Monday, August 3, 2009

The Glorification of Private Enterprise

Tina Dupuy has an article on the Huffington Post that is side-splittingly funny. It looks at a little history:
The loudest voice, piercing through the debate over health care is unquestionably sure "privatization is always better." Because Republicans (who are in the government) will readily tell you - the government never does anything right. Which explains why the most popular people in their Grand Old Party no longer hold any personally "taxing" jobs in the government (Mitt Romney, Mike Huckabee and as of Sunday, Sarah Palin), opting (fittingly) for private political gigs.

Less government control is always good? The private sector is always first-rate? Free market capitalism is the cure-all? Even for health care?!
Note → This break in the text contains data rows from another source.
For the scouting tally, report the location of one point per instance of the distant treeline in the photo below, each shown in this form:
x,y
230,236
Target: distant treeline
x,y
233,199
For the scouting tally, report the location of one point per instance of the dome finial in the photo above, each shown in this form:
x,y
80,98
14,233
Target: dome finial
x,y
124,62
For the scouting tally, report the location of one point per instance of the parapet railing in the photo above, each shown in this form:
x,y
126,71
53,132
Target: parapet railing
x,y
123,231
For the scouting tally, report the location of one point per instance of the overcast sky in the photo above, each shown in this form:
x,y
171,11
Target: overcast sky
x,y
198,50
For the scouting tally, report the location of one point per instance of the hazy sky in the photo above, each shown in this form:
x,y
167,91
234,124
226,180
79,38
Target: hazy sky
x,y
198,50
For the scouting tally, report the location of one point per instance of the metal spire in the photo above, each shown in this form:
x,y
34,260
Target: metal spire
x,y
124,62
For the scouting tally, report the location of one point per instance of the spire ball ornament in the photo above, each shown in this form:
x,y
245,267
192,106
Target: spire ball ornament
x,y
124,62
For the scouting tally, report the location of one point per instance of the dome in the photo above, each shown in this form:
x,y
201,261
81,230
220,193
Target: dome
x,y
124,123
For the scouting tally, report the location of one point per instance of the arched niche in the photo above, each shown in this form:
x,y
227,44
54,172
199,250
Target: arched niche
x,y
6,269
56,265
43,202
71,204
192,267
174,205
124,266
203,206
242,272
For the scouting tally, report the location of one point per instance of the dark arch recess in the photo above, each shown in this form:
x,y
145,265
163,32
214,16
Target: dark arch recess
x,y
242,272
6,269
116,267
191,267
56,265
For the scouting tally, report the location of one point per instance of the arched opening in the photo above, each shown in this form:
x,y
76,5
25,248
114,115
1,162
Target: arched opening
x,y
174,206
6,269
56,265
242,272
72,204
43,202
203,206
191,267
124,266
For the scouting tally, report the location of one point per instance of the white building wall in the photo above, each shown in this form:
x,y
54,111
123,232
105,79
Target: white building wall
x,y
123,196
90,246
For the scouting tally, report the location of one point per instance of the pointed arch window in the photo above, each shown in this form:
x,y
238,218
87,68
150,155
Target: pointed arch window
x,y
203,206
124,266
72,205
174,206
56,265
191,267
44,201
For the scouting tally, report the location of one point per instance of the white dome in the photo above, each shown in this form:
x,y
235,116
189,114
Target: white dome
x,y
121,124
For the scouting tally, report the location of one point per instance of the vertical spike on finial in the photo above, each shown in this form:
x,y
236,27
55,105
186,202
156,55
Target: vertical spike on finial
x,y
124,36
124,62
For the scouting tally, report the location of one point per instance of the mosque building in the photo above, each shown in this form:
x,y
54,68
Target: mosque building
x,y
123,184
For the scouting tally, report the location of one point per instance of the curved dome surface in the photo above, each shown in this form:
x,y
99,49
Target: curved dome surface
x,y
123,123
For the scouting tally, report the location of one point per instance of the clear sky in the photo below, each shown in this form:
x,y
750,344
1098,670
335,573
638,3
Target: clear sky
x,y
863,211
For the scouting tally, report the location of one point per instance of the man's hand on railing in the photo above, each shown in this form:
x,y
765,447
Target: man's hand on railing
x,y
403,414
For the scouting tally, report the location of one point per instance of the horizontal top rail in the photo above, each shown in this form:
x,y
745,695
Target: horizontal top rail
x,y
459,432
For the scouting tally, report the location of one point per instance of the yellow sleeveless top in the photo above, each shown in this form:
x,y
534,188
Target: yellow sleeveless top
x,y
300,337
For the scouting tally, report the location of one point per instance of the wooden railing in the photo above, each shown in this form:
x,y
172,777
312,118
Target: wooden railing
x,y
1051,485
Let's look at this reasonably: Firefighting used to be a private for-profit industry. In the 1800's, the early days of urbanization, in cities like New York and Baltimore, there were private "clubs" or "gangs" who were in charge of putting out fires. The infamous Boss Tweed started his illustrious political career at a volunteer fire company. The way it functioned was the first club at the scene got money from the insurance company. So, they had an incentive to get there fast. They also had an incentive to sabotage competition. They also often ended up getting in fights over territory and many times buildings would burn down before the issue was resolved. They were glorified looters. It was corrupt, bloated and expensive -- but at least it wasn't the much maligned "government controlled."
The article goes on to look at how the right might "sell" privatized fire fighting with some over-the-top political ads. Funny.

The post makes some serious points. It is well worth a read.